Understanding the assembly dump of the following program

Question

i have written a c program for printing the arguments

#include<stdio.h>
void main( int argc, char *argv[])
{
int i=0;
for(i=0;i<argc;i++)
printf("argument %d=%s\n",i,argv[i]);
}

The assembly dump for the above program using gdb i got is.

Dump of assembler code for function main:
0x00000000004004f4 <+0>:    push   %rbp
0x00000000004004f5 <+1>:    mov    %rsp,%rbp
0x00000000004004f8 <+4>:    sub    $0x20,%rsp
0x00000000004004fc <+8>:    mov    %edi,-0x14(%rbp)
0x00000000004004ff <+11>:   mov    %rsi,-0x20(%rbp)
0x0000000000400503 <+15>:   movl   $0x0,-0x4(%rbp)
0x000000000040050a <+22>:   movl   $0x0,-0x4(%rbp)
0x0000000000400511 <+29>:   jmp    0x40053e <main+74>
0x0000000000400513 <+31>:   mov    -0x4(%rbp),%eax
0x0000000000400516 <+34>:   cltq   
0x0000000000400518 <+36>:   shl    $0x3,%rax
0x000000000040051c <+40>:   add    -0x20(%rbp),%rax
0x0000000000400520 <+44>:   mov    (%rax),%rdx
0x0000000000400523 <+47>:   mov    $0x40063c,%eax
0x0000000000400528 <+52>:   mov    -0x4(%rbp),%ecx
0x000000000040052b <+55>:   mov    %ecx,%esi
0x000000000040052d <+57>:   mov    %rax,%rdi
0x0000000000400530 <+60>:   mov    $0x0,%eax
0x0000000000400535 <+65>:   callq  0x4003f0 <printf@plt>
0x000000000040053a <+70>:   addl   $0x1,-0x4(%rbp)
0x000000000040053e <+74>:   mov    -0x4(%rbp),%eax
0x0000000000400541 <+77>:   cmp    -0x14(%rbp),%eax
0x0000000000400544 <+80>:   jl     0x400513 <main+31>
0x0000000000400546 <+82>:   leaveq 
0x0000000000400547 <+83>:   retq   
End of assembler dump.

Now what i want is " The memory locations (addresses) at which the argument is passing. for eg if i run the program as " arg 1" it prints the arguments. Now I want to know on which instruction it is extracting this argument ,or which register holds the arguments (also take the case if i pass more than 1 argument.. (will this tell me the memory address on which it resides?)

Answer 1

I want to know on which instruction it is extracting this argument ,or which register holds the arguments

This sort of question is best answered by obtaining an assembly language reference manual for the target machine and studying it. However, your specific questions are easily answered by examination without being very familiar with the specifics of the assembly language:

0x0000000000400503 <+15>:   movl   $0x0,-0x4(%rbp)
0x000000000040050a <+22>:   movl   $0x0,-0x4(%rbp)

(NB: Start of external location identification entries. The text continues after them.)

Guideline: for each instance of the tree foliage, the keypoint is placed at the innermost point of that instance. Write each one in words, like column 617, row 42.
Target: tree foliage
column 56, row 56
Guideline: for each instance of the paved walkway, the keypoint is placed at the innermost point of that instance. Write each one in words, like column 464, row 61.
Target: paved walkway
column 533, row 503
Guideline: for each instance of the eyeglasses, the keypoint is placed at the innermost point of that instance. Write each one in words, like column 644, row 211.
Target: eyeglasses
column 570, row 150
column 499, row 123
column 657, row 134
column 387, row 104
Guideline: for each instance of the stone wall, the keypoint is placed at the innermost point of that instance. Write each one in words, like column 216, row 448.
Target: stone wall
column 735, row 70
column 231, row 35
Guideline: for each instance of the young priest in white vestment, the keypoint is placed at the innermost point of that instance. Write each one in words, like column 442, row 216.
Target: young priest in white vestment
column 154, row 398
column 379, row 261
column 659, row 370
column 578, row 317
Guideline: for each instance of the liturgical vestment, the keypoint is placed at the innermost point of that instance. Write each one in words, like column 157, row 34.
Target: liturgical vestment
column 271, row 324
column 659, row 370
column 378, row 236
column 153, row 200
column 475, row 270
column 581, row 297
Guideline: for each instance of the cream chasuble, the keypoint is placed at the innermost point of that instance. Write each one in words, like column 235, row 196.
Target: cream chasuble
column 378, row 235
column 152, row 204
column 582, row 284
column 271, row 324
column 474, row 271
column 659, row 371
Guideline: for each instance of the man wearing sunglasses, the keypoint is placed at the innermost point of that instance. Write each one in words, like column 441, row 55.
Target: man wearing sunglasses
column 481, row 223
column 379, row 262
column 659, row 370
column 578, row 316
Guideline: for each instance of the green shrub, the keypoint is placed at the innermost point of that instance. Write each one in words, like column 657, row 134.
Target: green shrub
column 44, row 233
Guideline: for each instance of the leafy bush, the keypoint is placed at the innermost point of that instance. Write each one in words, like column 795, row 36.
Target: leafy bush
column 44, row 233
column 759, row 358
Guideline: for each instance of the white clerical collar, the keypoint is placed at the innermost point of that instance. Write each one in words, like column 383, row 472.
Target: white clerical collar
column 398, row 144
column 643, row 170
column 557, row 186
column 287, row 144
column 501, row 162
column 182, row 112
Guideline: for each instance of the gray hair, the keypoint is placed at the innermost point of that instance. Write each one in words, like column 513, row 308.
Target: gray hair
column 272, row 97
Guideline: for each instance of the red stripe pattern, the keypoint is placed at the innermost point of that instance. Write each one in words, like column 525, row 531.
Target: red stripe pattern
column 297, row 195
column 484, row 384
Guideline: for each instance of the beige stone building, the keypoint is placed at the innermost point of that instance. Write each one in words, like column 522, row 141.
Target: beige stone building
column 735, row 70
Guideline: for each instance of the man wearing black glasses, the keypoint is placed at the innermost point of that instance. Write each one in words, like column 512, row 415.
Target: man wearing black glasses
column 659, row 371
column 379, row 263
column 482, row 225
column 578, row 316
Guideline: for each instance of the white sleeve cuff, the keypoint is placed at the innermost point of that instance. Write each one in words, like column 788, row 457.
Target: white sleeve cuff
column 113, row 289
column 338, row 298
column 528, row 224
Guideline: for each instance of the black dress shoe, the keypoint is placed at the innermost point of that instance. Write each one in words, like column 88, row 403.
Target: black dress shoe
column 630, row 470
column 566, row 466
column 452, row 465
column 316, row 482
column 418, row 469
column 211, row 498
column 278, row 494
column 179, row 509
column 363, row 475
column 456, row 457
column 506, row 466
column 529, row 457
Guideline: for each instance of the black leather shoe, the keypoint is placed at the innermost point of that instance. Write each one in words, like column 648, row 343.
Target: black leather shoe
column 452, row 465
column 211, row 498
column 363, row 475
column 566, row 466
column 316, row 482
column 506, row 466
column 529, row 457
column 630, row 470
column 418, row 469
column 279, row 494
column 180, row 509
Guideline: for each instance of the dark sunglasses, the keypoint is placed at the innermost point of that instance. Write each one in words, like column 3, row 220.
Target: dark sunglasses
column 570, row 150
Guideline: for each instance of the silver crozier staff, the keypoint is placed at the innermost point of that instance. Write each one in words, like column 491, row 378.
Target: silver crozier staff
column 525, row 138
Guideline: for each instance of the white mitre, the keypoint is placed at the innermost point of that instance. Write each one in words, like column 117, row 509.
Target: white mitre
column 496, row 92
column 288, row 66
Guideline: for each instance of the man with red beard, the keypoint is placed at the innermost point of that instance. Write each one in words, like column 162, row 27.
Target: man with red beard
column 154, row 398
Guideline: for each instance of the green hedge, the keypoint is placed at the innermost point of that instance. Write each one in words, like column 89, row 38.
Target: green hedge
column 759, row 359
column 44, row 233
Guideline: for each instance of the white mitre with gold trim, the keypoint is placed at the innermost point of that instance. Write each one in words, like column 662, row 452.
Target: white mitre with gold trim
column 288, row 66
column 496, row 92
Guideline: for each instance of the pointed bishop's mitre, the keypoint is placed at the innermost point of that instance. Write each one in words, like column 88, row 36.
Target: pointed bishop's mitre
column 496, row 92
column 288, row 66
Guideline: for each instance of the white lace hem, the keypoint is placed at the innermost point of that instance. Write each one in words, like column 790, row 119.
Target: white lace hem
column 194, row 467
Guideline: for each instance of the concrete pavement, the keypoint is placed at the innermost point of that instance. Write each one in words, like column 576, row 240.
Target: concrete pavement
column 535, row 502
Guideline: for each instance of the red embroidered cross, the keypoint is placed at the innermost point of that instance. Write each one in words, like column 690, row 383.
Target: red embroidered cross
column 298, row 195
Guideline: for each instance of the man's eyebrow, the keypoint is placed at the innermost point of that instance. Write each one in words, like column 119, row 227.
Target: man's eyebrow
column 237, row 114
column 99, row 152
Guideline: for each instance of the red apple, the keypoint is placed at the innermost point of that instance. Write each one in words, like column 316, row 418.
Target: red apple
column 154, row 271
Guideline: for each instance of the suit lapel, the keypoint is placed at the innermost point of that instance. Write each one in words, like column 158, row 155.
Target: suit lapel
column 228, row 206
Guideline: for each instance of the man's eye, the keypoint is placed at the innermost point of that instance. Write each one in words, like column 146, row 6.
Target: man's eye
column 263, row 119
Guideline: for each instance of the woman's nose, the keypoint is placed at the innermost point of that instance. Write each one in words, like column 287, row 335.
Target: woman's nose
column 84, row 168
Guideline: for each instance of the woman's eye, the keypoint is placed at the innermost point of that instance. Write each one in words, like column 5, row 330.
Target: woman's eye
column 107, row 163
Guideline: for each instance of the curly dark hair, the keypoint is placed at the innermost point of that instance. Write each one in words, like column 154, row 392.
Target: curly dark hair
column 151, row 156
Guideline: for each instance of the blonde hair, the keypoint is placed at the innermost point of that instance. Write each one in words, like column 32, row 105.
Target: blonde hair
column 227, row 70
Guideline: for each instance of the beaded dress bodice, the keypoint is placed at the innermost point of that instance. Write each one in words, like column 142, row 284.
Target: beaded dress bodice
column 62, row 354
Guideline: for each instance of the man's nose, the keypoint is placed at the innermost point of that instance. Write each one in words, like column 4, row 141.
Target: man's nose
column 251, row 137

This is the code generated for the redundant i = 0 statements.

0x0000000000400513 <+31>:   mov    -0x4(%rbp),%eax

The value of i is now in the %eax register.

0x0000000000400518 <+36>:   shl    $0x3,%rax
0x000000000040051c <+40>:   add    -0x20(%rbp),%rax

This calculates the address of argv[i] and puts it in the %rax register.

0x0000000000400520 <+44>:   mov    (%rax),%rdx

This loads the value of argv[i] into the %rdx register. Code following calls printf with i and argv[i] as arguments.

Now what i want is " The memory locations (addresses) at which the argument is passing.

You can no more determine that by looking at the asm than you can determine the value of argc by looking at the asm ... these are values that vary and are only determined when actually running the program. If you want to determine the address at runtime, you could use

printf("address of argv = %p\n", (void*)argv);

If that's what you want, then dumping asm and learning what it means is unnecessary and not relevant to your goal.

Answer 2

Since you are using gdb to debug, I guess you might use Linux. Then, use gcc -S -Wall -fverbose-asm foo.c (possibly with optimization flags like -O2) to get a more understandable foo.s assembly file, assuming your file is foo.c (if it is hello.c replace foo by hello). Then look inside foo.s with an editor (like gedit or emacs).

And main is almost an ordinary function (except its signature has to be what is permitted by the standard, e.g. int main(int argc, char**argv) ....) and it is called by crt0.o (compile with gcc -v to learn which one).

You might want to read the Linux Assembly Howto and e.g. the x86-64 ABI and the x86 calling convention wikipage.

Notice that without any optimization flags (e.g. -O1 or -O2) the gcc compiler generates very naive code.